Rubrica Cucù

Albertazzi, novant’anni in bellezza

Alla bellezza Giorgio ha dedicato la sua vita; la bellezza dei versi, del teatro, delle donne

Albertazzi, novant’anni in bellezza

Giorgio Albertazzi entra oggi nella bella età di novant'anni. Dico bella non per modo di dire. Alla bellezza Giorgio ha dedicato la sua vita; la bellezza dei versi, del teatro, delle donne.

Un vero dandy. Non a caso oggi festeggia recitando D'Annunzio. Con lui scrissi alcuni anni fa un manifesto della bellezza e dedicai un recital a Plotino, filosofo del bello. Ora tocca la bellezza di novant'anni e a quell'età val la pena arrivarci se resti lucido e leggiadro come lui. Tra i classici non s'invecchia e lui è vispo tra i millenni andati, recitando Edipo, Adriano, Amleto. Benigni rende Dante contemporaneo, Albertazzi invece si fa lui contemporaneo di Dante; va lui a trovarlo, non lo costringe al presente.

Sarà il suo fiorentino antico e non giullare, mediceo e non renziano; sarà che ha per compagna Pia de' Tolomei, di cui Dante incontra l'omonima antenata in Purgatorio; sarà il suo stile, e il carisma dell'età, ma Giorgio sembra uno della comitiva di Dante, insieme a Guido e Lapo «presi per incantamento e messi in un vasel».

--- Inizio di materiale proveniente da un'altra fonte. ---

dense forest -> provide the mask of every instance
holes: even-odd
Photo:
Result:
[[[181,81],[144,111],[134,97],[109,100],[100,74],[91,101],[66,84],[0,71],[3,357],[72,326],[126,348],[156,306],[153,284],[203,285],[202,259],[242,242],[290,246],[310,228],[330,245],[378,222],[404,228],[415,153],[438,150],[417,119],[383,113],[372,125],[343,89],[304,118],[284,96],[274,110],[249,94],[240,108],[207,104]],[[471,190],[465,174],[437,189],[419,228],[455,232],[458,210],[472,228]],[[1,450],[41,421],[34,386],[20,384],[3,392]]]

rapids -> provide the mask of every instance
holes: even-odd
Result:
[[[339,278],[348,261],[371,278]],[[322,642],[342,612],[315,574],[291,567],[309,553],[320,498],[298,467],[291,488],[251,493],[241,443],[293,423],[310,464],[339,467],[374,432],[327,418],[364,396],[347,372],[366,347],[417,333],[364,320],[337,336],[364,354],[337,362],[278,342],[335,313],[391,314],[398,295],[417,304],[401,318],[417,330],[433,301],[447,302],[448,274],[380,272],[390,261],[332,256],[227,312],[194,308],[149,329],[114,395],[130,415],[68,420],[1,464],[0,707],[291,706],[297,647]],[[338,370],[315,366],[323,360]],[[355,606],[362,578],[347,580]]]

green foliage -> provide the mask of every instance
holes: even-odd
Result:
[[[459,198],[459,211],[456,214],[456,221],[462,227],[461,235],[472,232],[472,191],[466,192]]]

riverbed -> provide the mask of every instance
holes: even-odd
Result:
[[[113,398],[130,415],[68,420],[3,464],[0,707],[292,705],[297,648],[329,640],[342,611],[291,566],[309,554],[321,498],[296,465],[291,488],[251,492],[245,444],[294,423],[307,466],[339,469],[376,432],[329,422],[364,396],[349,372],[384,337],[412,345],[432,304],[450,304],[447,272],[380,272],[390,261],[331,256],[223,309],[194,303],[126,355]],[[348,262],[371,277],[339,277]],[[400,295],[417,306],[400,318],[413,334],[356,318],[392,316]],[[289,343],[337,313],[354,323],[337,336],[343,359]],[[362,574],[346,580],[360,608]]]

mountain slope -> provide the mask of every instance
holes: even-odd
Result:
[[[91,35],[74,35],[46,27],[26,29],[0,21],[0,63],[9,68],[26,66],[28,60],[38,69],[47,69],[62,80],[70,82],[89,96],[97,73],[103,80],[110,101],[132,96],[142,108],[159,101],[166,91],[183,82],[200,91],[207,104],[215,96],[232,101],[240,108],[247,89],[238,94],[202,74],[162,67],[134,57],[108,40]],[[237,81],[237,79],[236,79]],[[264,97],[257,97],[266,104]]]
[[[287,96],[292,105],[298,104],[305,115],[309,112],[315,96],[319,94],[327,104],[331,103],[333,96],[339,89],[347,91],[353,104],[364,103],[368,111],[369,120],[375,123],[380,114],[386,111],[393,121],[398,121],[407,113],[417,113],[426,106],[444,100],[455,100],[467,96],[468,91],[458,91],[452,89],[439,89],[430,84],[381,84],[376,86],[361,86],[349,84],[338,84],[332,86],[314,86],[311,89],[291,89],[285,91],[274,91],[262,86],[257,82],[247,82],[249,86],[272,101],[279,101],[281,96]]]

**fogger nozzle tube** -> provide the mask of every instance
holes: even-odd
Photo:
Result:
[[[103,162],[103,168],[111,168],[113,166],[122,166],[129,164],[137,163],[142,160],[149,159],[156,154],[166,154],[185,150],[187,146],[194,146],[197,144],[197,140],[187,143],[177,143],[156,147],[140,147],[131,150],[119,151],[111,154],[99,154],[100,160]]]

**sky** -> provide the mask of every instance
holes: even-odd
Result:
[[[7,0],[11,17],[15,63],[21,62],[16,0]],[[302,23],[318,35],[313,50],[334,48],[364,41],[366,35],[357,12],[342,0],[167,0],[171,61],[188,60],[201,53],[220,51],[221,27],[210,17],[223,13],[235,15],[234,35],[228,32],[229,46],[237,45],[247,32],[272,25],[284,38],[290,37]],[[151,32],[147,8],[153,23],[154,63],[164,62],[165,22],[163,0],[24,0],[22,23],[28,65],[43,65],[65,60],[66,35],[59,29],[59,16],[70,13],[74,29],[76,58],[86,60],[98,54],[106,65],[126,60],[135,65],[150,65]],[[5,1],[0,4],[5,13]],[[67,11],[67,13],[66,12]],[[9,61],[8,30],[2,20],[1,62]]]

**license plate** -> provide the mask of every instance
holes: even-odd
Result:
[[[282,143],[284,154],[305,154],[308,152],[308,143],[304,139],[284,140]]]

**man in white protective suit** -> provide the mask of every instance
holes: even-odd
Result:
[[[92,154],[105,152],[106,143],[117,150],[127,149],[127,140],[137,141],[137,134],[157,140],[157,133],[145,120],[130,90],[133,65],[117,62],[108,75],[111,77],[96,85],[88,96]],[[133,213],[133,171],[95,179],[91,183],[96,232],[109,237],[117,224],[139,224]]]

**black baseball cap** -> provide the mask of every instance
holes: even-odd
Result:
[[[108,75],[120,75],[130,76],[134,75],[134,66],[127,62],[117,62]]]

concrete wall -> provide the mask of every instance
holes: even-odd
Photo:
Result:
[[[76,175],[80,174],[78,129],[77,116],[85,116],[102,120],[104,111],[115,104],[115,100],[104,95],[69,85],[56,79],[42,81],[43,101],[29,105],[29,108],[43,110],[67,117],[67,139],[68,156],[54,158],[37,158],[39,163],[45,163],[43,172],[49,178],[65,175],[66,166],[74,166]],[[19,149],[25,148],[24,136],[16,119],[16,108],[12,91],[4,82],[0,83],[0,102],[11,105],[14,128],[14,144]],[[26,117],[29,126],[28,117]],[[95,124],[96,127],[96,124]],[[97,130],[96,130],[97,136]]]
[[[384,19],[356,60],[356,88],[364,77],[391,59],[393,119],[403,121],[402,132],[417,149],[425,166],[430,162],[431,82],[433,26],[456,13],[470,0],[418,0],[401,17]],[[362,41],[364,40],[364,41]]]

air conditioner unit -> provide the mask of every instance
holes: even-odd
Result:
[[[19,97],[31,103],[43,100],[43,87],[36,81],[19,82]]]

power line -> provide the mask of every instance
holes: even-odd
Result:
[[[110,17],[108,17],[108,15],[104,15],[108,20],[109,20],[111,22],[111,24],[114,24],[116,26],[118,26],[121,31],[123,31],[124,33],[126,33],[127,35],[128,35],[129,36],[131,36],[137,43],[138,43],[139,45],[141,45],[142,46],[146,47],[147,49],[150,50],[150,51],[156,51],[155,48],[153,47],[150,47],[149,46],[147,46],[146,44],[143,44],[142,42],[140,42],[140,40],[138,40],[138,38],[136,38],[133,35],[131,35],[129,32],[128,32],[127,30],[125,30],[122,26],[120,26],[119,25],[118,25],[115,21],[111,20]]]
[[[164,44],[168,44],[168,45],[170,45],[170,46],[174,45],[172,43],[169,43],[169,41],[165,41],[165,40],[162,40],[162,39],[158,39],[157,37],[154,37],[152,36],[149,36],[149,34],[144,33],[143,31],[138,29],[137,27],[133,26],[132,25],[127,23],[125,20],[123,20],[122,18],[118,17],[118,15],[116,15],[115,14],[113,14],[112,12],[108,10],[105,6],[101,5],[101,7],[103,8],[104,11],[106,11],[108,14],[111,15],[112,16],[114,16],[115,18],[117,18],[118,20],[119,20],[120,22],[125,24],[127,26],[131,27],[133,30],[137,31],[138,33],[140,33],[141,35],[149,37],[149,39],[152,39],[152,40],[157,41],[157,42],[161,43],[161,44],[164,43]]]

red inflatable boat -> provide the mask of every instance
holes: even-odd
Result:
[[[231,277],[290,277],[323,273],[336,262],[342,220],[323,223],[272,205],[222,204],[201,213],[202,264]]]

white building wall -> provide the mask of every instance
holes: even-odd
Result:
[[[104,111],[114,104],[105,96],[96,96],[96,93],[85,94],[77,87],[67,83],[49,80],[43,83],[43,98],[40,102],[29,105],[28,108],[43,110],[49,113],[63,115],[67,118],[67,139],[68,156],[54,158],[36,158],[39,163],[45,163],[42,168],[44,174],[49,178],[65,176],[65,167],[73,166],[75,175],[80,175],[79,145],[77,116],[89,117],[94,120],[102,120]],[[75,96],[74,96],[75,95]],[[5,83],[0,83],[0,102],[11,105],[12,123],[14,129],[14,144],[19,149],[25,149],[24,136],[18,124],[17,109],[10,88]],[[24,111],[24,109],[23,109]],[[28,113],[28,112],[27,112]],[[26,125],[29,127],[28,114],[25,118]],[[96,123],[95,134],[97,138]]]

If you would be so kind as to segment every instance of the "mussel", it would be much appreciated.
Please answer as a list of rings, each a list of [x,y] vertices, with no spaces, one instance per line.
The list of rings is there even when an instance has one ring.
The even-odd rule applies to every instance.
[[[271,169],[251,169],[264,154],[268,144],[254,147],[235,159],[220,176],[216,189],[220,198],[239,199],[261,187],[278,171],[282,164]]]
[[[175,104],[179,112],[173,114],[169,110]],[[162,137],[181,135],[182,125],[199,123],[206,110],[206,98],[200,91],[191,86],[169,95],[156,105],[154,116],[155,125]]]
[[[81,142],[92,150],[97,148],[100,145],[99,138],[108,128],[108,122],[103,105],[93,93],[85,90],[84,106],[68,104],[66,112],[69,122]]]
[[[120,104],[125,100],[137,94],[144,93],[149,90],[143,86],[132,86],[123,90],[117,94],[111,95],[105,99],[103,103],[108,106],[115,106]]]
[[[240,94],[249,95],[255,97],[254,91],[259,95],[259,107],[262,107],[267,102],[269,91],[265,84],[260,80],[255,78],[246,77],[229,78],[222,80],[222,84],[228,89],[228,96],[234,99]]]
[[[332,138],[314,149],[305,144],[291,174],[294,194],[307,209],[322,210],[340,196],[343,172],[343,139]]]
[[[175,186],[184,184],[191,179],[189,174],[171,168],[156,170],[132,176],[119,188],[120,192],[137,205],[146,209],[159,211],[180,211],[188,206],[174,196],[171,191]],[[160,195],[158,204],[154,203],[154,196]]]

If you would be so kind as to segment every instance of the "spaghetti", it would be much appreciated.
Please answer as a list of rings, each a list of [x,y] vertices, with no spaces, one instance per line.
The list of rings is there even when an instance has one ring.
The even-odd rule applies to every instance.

Albertazzi è l'ultimo grande del teatro italiano, dopo che Bene, Gassman, la Falk e la sua compagna Anna Proclemer sono scomparsi. Non gli perdonano il suo fascismo giovanile a Salò, mai rinnegato ma vissuto con spirito libero e leggerezza, da «perdente di successo» come si definì.

Meriterebbe gli onori da un paese fondato sulle belle arti. Ma per quest'Italia ingrata e smemorata il bello è fatuo, l'antico è decrepito e l'arte è servile.

Albertazzi è ricco di suo, perché ha quel che ha donato.